Advocate for Better Access, Better Quality of Care, More Awareness

Reports have shown that there are disparities in mental health treatment, quality of care, and access to services when it comes to minority mental health, especially for women of color. Aside from cultural stigma, barriers to treatment include lack of insurance coverage post pregnancy, the costs of mental health services, and very little community resources in neighborhoods with significant minority populations. Educational literature and books on maternal mental health are hardly written with our experiences and needs in mind. Research on women of color and maternal mental health does exist but it is not extensive. Many awareness campaigns lack a multi-cultural focus, despite pregnant mothers of color facing significant and unique physical and mental health risks .

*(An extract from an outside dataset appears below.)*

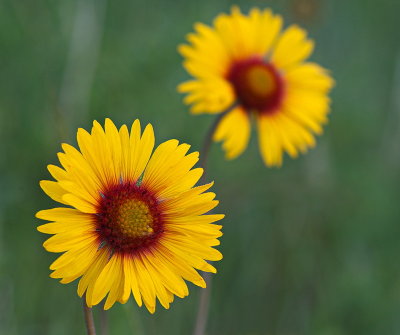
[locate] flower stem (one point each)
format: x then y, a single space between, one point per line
204 302
87 312
103 322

How can we do better? I’d like to see more literature featuring women of color distributed in doctors offices and where social services are located. It would alleviate a huge burden if mental health offices had childcare so we could safely leave our children in the care of others while we are seeing a therapist. We should create more spaces for mothers of color to gather and discuss their struggles and experiences with each other to gain support. More mental health professionals should offer reduced rates or at least accept Medicaid. There should be collaboration between cultural institutions our neighborhoods trust and national mental health organizations to raise awareness and eradicate cultural stigma on an ongoing basis. I’d like to see the expansion of Medicaid so more mothers can have comprehensive and longer coverage that enables them to access mental health services.

I think while some strides have been made, we still have much further to go to help women like myself. I’d like to see a more concentrated effort made in advocating for better care, easier access, and more awareness that empowers mothers of color. Doing so will help us give our families and ourselves the strong starts we deserve.